Next, call executeSql() to map the Python function my_udfs.py_upper (since the Python UDF is in a separate file, you need to reference it with this format python_module.function_name) to a temporary system function PY_UPPER in Flink SQL.


tableEnv.executeSql("create temporary system function PY_UPPER as
    'my_udfs.py_upper' language python");

Now that PY_UPPER is registered in Flink SQL, you can use the function in your SQL statement.


tableEnv.sqlQuery(
   "SELECT user, PY_UPPER(product), amount FROM " + table)

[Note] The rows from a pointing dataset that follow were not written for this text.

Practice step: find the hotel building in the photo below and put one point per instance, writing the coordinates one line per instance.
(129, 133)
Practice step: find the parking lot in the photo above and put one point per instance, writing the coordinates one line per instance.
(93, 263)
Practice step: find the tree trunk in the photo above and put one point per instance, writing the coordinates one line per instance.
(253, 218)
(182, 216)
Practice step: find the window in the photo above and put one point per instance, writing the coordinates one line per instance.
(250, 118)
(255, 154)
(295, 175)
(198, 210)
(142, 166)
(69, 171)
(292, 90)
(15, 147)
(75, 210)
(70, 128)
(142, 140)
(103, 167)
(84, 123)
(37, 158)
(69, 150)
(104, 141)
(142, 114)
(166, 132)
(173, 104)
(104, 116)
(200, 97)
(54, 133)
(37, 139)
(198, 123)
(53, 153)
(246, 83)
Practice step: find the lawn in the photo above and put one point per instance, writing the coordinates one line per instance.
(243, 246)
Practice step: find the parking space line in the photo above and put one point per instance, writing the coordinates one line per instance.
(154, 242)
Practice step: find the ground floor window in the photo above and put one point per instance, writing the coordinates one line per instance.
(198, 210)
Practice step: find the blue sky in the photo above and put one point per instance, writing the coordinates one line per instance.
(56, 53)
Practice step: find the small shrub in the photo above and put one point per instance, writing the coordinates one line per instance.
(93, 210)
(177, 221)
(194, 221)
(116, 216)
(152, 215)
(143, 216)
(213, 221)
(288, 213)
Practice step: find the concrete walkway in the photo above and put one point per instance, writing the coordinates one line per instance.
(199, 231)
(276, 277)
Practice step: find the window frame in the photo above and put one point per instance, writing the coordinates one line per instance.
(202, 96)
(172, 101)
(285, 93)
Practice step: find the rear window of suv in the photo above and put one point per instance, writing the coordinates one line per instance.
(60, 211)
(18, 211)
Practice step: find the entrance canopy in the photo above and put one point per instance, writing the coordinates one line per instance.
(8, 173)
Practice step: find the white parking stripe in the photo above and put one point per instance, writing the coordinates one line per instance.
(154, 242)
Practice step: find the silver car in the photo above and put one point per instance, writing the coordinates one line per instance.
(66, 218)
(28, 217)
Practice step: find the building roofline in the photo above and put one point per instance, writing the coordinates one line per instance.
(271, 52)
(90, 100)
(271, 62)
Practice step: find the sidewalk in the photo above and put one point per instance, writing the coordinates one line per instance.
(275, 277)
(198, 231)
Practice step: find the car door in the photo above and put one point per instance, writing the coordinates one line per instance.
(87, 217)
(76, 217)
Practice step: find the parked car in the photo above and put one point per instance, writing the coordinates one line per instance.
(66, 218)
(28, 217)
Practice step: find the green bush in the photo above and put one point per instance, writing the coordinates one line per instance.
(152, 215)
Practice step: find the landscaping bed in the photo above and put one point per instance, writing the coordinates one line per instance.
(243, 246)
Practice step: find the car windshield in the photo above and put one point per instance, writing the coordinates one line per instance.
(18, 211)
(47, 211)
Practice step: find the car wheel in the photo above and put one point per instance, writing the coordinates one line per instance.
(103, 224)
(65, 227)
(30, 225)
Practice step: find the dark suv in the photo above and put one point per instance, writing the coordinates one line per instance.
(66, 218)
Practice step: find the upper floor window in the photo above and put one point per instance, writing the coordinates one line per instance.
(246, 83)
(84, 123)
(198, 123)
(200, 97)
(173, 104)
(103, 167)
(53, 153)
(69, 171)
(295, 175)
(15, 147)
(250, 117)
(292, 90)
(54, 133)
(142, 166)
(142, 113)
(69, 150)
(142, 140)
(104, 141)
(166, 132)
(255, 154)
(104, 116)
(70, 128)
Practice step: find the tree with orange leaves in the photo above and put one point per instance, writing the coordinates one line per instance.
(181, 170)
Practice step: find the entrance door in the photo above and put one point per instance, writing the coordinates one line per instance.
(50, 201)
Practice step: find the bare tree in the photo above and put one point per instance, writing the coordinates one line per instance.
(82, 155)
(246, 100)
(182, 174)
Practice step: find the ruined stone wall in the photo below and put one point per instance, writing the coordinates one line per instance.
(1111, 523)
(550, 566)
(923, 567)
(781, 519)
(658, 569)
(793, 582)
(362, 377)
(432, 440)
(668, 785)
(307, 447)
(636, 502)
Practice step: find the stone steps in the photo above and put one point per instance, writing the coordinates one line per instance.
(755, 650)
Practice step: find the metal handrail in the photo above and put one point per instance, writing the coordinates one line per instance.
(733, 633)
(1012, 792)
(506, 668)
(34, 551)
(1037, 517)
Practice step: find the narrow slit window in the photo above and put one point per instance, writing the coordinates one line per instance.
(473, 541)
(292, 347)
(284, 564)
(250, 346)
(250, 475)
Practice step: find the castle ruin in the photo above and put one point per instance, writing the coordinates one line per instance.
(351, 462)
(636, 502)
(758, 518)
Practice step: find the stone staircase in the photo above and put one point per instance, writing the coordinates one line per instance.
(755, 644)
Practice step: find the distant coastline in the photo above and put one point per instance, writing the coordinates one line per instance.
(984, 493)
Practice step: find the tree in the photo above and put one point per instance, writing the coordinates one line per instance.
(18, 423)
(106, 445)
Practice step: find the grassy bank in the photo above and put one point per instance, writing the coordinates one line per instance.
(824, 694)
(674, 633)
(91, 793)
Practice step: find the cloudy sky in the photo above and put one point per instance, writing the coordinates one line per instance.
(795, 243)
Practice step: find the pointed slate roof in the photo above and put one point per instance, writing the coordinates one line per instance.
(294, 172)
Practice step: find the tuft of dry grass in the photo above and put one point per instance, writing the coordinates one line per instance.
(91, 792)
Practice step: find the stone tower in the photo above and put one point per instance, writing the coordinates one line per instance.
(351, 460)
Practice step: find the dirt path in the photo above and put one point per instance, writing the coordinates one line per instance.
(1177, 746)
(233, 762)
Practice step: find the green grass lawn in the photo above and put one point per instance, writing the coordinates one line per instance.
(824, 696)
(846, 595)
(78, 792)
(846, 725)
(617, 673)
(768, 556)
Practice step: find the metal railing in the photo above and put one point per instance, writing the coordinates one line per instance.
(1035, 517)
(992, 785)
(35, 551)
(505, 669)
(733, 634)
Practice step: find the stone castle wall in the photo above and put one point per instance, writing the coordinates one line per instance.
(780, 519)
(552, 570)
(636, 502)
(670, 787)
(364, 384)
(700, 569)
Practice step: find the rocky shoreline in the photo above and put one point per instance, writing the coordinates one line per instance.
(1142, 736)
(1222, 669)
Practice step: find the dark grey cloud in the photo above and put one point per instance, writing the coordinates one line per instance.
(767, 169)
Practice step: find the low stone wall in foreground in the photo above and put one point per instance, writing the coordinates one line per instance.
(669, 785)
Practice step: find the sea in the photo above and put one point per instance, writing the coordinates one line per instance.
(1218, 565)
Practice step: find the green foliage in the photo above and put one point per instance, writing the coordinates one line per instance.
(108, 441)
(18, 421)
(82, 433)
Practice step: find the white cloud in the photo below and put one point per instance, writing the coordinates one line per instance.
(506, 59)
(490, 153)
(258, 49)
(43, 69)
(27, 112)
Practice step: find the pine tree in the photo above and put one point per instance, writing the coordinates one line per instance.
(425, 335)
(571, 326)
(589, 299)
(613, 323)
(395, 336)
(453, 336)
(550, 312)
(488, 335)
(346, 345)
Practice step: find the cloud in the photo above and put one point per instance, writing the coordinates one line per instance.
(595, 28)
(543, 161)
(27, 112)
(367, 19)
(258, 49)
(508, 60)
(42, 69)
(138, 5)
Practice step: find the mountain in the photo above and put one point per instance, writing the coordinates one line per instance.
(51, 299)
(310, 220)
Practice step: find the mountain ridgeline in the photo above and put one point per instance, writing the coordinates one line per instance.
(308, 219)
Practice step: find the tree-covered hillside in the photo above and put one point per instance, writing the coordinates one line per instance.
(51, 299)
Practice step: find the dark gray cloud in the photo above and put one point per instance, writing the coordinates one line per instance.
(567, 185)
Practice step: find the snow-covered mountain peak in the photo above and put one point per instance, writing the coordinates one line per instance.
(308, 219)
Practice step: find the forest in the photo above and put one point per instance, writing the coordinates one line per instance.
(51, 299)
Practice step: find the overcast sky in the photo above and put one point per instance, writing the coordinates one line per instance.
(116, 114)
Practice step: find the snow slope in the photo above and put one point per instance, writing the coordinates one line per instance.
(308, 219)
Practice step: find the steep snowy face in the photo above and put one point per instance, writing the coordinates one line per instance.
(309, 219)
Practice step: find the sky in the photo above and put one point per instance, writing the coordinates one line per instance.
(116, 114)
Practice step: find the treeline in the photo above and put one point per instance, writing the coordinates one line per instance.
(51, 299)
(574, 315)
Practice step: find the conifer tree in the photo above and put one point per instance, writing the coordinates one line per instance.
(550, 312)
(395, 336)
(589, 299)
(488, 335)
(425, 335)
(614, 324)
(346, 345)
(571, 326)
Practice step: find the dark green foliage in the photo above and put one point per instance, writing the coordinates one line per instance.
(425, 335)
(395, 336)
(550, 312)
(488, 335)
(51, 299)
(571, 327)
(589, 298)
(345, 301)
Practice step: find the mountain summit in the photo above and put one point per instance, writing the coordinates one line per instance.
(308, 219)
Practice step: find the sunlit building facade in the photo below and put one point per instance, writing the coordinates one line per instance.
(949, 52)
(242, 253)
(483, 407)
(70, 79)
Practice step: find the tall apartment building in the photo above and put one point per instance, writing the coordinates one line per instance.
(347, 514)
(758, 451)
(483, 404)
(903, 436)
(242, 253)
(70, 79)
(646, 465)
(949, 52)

Before you can run the job, you need to upload the Python UDF file my_udfs.py to Ververica Platform’s Universal Blob Storage. You can skip this if you have done so by following the steps in the earlier part of this blog post.

Then, package the job as a jar: go to the directory with the pom.xml file, run mvn clean package, and you will get the JAR file JavaTableExample-1.0-SNAPSHOT.jar under the directory target.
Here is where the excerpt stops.